The Southeast ADA Center provides additional examples of disabilities that may prevent a person from wearing a mask feasibly or safely. The examples they provide include:

  • People with respiratory illnesses.
  • People with post-traumatic stress disorder (PTSD), severe anxiety, or claustrophobia that is triggered by wearing a mask.
  • Some people with autism.
  • Some people with cerebral palsy or other mobility disorders that might limit the person’s ability to remove their mask without assistance.
  • People who use mouth control devices to operate a wheelchair or other assistive devices.

Businesses and government agencies must consider making “reasonable modifications” to face mask policies for those who have a disability. According to the Southeast ADA Center's fact sheet on the ADA and face mask policies:

A reasonable modification means changing policies, practices, and procedures, if needed, to provide goods, services, facilities, privileges, advantages, or accommodations to an individual with a disability.

The article includes several examples of “reasonable modifications” to a face mask policy such as allowing the person to wear a mask alternative, allowing curbside pickup, allowing the person to wait in their car instead of a waiting room, etc.

They also state that a business or government agency does not have to accommodate those with a disability:

  • If the accommodation would require a “fundamental alteration” to the business or service.
  • If the accommodation would pose an “undue burden” on the business or service.
  • If the individual with a disability poses a “direct threat” to the health and safety of others. 

According to the Great Plains ADA Center, businesses may ask customers whether the reason the customer is not able to comply with a mask policy is because of a disability. However, they caution businesses "not to ask questions about the nature or severity of the disability."

The Southeast ADA Center makes this note about businesses asking customers to provide documentation of their disability:

At this time, the U.S. Department of Justice or other federal agencies with enforcement authority have not provided specific guidance about whether a store can or cannot ask for medical documentation about a person’s inability to wear a mask due to a disability. Generally, guidance from the U.S. Department of Justice has not allowed asking for documentation for accommodations at businesses where interactions are brief, such as grocery stores or pharmacies. Some places such as medical offices or hospitals may need the medical documentation because a person who is not wearing a mask may infect other people who are sick.
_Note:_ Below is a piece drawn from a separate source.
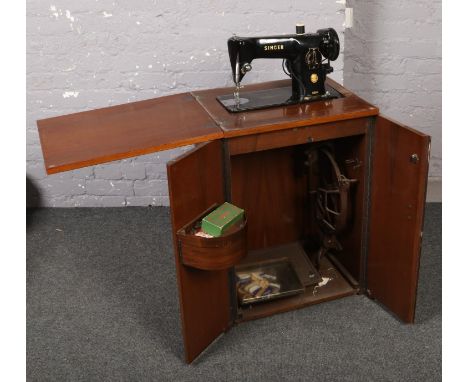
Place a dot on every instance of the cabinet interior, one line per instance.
(272, 187)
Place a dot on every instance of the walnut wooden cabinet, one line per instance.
(253, 160)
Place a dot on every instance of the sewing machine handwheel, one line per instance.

According to the Equal Employment Opportunities Commission (see FAQ G.2) an employer can require employees to wear protective gear (such as face coverings or gloves). Employees may make a request for a reasonable accommodation under the ADA or a religious accommodation under Title VII of the Civil Rights Act (such as a modified mask that can be worn with a religious head covering). Employers should provide the modification or an alternative modification unless it would create an “undue hardship” for the employer.